Cette mobilisation répond à une situation devenue critique : le 28 février, les États-Unis et Israël ont lancé des frappes aériennes contre les installations iraniennes, tuant le Ayatollah Khamenei deux jours plus tard. L’Iran a immédiatement riposté par des attaques contre les positions militaires américaines et israéliennes, ainsi que contre les installations alliées dans les pays du Golfe. Le détroit d’Ormuz, corridor stratégique pour le transport pétrolier, a fermé de facto, tandis que les tarifs de fret des navires transportant le brut ont explosé de 94 % en quelques jours.
Une base de données complète des ressortissants
Les ambassadeurs et consuls généraux dans ces pays ont participé à une réunion virtuelle pour coordonner les opérations et identifier les points de passage frontaliers empruntables pour les évacuations. À ce jour, le ministère n’a signalé aucune perte parmi les Ghanéens de la région.
Accra a constitué un registre exhaustif de tous les citoyens ghanéens présents dans les sept zones couvertes : Israël, Arabie saoudite, Qatar, Koweït, Émirats arabes unis, Iran et Turquie. Cette recension inclut tant les résidents que les personnes en séjour temporaire ou en transit.
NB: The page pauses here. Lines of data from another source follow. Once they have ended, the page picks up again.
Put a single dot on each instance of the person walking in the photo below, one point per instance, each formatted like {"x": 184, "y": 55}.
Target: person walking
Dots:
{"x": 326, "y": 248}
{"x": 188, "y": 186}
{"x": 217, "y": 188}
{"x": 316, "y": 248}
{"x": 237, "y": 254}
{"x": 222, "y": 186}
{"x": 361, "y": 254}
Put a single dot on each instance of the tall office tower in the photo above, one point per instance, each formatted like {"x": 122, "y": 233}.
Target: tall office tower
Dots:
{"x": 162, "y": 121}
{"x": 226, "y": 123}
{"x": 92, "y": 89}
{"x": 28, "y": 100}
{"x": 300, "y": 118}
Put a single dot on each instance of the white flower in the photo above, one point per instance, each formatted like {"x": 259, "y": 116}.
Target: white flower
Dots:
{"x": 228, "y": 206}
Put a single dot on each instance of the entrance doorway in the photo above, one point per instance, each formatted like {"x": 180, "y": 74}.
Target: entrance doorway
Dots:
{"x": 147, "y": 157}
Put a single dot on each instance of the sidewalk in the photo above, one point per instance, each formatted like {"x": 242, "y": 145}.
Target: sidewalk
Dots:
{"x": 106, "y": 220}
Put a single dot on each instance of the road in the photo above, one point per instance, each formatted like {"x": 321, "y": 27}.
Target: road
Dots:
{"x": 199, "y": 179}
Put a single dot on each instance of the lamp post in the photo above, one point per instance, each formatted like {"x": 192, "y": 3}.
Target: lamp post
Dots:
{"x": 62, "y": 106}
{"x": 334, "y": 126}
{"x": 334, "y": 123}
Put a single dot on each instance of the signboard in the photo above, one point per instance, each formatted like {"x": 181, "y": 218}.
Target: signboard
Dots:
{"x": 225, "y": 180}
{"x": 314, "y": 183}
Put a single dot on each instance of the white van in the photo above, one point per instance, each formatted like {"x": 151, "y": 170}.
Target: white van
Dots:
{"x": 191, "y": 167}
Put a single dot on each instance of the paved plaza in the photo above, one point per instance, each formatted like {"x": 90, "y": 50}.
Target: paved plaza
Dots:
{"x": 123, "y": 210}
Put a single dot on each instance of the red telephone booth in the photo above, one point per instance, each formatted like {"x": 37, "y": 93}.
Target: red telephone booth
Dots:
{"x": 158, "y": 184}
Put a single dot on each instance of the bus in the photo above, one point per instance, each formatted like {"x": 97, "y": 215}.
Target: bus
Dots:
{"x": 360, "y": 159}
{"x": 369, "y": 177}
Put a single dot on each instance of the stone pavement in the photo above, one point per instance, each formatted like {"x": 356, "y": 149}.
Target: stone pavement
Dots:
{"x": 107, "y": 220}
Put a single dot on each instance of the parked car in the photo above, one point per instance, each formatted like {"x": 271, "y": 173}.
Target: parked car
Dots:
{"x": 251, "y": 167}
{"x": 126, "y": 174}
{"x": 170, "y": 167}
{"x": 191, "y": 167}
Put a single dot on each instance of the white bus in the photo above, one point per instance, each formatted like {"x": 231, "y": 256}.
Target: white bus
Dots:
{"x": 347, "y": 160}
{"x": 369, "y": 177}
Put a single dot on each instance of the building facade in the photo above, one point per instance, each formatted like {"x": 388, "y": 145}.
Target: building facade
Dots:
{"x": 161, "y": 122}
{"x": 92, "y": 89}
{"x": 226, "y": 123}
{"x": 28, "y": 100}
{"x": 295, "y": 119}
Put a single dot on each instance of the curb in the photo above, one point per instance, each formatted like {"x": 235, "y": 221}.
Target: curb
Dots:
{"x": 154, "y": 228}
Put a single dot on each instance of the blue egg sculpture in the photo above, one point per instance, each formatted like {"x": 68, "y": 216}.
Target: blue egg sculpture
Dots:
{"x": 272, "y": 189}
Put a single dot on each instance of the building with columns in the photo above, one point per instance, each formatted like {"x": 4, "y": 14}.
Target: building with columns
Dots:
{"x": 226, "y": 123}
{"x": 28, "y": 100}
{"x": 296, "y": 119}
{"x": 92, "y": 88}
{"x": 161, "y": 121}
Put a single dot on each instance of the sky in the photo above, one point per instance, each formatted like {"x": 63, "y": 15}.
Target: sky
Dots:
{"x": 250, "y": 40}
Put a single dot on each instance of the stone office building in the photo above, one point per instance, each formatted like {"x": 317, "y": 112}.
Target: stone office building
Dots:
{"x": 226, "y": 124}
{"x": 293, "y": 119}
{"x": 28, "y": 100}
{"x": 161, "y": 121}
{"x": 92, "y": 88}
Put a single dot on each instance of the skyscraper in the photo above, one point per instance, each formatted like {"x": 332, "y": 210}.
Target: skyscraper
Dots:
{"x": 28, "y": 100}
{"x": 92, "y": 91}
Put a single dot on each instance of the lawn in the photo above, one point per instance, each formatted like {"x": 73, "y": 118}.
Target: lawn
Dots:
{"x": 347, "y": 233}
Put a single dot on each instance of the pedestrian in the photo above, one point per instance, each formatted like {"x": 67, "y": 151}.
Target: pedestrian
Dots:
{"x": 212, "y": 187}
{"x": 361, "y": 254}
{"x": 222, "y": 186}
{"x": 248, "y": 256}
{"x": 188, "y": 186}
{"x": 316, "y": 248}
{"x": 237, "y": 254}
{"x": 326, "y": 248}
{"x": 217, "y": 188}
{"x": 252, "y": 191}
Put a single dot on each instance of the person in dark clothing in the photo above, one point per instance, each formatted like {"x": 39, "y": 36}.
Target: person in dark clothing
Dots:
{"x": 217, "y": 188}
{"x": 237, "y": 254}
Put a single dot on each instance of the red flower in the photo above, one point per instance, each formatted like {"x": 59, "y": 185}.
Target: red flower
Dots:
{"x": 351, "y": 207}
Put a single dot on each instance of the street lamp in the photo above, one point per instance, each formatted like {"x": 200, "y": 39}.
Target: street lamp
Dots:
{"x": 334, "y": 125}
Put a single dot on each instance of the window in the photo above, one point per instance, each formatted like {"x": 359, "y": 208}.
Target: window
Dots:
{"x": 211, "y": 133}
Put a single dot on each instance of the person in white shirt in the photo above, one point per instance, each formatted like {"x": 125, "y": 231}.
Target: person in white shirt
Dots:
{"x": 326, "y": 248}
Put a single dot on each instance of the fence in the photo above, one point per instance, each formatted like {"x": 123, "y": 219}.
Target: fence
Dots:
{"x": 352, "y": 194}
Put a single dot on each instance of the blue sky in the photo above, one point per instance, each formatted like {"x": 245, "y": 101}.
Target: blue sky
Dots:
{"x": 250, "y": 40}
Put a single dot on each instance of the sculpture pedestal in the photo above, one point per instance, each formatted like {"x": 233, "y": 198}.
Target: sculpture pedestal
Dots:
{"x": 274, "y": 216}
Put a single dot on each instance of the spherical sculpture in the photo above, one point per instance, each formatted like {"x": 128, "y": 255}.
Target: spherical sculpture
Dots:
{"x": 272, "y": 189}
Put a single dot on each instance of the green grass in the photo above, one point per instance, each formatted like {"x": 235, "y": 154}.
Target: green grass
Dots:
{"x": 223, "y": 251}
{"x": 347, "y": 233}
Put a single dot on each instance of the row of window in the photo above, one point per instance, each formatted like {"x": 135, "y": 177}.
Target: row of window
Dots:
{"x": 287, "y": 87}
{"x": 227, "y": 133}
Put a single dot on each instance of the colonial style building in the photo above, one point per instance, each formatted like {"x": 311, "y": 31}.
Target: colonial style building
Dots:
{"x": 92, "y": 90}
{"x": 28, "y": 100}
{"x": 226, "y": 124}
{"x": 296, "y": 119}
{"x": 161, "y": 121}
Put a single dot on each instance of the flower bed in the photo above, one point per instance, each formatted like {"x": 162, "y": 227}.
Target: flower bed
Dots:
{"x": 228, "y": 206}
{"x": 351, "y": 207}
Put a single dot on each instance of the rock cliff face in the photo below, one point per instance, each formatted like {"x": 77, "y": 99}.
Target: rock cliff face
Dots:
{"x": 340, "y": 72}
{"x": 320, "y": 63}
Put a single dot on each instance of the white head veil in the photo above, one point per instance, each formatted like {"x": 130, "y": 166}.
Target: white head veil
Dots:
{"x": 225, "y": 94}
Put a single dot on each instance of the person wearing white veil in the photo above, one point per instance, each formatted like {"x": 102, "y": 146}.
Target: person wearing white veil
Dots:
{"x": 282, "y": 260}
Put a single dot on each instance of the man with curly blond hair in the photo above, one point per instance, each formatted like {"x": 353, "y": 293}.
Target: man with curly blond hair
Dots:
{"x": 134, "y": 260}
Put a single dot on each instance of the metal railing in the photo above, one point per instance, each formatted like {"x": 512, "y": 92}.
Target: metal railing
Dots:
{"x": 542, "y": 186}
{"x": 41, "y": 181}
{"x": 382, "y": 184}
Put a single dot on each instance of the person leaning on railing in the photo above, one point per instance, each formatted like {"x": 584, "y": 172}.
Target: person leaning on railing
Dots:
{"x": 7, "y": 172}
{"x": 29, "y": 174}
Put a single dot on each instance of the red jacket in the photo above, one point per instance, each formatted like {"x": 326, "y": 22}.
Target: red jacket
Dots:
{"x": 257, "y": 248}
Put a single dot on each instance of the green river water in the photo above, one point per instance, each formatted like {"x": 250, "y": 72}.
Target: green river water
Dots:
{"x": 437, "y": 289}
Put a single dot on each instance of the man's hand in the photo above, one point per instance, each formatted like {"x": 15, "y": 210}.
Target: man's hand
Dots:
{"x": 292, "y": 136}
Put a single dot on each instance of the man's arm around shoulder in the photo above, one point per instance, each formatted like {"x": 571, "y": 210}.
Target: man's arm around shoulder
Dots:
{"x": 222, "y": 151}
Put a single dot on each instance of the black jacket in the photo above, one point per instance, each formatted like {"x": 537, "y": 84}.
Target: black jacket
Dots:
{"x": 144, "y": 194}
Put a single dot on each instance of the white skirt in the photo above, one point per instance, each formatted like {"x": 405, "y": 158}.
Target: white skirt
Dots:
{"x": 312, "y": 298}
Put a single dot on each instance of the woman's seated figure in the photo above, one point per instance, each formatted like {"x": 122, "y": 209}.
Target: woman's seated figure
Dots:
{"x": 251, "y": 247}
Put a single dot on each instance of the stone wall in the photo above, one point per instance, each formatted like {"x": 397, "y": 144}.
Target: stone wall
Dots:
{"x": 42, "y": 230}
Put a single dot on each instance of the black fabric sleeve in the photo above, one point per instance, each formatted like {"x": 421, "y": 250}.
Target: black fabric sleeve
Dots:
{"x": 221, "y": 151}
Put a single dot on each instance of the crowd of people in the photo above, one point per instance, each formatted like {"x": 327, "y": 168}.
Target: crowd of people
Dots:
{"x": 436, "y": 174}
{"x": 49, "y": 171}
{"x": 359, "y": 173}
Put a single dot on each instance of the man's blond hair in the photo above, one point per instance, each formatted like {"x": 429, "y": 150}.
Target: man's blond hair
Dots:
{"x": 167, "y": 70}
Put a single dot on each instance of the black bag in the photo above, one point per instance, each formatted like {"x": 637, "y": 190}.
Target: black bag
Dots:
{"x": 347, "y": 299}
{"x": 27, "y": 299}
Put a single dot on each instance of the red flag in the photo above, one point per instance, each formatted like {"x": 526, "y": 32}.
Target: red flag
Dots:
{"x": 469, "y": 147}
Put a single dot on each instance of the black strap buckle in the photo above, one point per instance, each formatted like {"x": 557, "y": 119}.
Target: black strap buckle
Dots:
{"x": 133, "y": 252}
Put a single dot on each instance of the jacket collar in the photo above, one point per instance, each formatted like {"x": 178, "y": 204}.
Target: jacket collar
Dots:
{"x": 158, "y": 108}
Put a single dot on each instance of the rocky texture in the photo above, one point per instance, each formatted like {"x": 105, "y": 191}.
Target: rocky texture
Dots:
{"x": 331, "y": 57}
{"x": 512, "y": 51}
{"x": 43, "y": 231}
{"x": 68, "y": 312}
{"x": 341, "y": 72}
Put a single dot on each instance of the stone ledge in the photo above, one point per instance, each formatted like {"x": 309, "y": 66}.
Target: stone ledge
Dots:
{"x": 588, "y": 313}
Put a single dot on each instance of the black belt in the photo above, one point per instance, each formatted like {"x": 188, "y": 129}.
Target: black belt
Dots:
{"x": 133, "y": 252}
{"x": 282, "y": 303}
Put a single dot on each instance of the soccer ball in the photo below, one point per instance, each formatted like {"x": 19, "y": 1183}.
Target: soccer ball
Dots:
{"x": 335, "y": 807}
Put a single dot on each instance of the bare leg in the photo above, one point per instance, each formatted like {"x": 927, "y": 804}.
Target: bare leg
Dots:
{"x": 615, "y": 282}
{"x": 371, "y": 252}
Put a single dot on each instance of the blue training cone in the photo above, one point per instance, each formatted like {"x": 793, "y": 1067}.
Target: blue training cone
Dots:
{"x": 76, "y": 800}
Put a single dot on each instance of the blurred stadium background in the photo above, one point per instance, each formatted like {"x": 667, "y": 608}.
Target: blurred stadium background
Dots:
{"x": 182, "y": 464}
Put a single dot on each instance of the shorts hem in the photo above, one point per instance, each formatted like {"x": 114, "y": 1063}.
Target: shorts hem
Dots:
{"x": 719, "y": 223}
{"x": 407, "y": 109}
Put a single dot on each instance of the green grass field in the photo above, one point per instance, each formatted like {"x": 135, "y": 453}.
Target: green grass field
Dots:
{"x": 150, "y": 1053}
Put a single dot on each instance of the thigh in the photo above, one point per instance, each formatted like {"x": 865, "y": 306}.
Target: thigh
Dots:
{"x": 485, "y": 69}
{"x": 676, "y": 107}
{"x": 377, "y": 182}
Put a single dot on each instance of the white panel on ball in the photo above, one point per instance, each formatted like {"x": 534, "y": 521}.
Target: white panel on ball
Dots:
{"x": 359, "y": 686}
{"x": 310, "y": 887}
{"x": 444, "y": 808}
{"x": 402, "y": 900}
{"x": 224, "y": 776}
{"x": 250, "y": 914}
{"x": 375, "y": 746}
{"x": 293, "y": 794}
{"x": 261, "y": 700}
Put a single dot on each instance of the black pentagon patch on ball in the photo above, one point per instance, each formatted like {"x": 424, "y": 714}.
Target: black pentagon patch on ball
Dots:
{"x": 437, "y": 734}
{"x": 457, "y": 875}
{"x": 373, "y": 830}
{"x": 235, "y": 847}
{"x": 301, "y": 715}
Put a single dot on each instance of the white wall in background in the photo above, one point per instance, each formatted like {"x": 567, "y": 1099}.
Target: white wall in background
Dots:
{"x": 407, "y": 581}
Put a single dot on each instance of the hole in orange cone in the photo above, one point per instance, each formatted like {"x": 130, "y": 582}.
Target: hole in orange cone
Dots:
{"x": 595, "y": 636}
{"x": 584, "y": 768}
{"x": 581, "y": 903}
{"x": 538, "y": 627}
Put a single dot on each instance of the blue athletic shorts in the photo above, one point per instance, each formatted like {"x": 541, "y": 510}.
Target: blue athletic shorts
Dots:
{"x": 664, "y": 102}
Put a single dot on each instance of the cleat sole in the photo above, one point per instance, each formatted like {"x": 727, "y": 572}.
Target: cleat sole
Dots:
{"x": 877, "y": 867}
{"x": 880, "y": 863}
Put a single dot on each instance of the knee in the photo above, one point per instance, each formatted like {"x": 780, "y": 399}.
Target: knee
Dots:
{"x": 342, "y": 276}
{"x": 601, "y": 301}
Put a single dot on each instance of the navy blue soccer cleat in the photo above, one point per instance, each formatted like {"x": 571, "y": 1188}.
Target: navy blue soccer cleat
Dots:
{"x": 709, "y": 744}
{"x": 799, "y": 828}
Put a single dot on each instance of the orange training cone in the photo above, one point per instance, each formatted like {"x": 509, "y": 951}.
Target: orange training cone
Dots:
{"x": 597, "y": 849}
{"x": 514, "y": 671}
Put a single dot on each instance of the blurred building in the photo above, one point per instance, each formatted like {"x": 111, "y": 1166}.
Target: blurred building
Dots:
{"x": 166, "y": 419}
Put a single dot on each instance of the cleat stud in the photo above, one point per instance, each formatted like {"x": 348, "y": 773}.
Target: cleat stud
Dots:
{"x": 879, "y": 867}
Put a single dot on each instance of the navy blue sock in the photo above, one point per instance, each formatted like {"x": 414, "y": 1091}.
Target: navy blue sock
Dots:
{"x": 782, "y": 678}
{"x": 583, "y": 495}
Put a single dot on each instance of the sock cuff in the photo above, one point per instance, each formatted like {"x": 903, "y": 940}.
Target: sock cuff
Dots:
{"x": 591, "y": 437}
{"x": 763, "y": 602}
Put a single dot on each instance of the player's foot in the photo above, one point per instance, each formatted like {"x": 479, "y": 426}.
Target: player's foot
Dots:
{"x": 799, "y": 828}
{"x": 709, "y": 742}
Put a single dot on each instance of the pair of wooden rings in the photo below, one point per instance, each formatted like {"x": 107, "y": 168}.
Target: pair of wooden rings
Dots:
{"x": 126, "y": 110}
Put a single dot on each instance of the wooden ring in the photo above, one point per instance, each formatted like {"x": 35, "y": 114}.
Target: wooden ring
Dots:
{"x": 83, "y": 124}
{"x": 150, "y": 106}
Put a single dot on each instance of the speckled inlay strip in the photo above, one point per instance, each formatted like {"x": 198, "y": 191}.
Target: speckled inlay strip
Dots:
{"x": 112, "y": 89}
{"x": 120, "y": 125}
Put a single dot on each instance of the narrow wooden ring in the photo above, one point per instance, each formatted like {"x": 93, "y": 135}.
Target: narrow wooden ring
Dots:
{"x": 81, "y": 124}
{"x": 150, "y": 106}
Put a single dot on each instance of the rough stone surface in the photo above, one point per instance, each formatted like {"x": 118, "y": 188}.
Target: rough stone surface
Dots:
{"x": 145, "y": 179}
M. Ablakwa a précisé : « Toutes les missions ont été chargées d’identifier les Ghanéens relevant de leur juridiction qui souhaitent être évacués, afin que le gouvernement puisse examiner leur demande en urgence. »
Traitement accéléré des demandes
Selon le ministre, les demandes d’évacuation sont acheminées au gouvernement central pour instruction prioritaire. Les missions diplomatiques supportent les démarches administratives et facilitent l’accès aux routes de sortie disponibles. L’enjeu pratique demeure la capacité à maintenir ouverts des itinéraires sûrs alors que les perturbations des transports aériens et maritimes s’aggravent, notamment en raison de la fermeture du détroit d’Ormuz.
Le ministre n’a pas précisé le nombre exact de ressortissants ghanéens concernés par les demandes d’évacuation.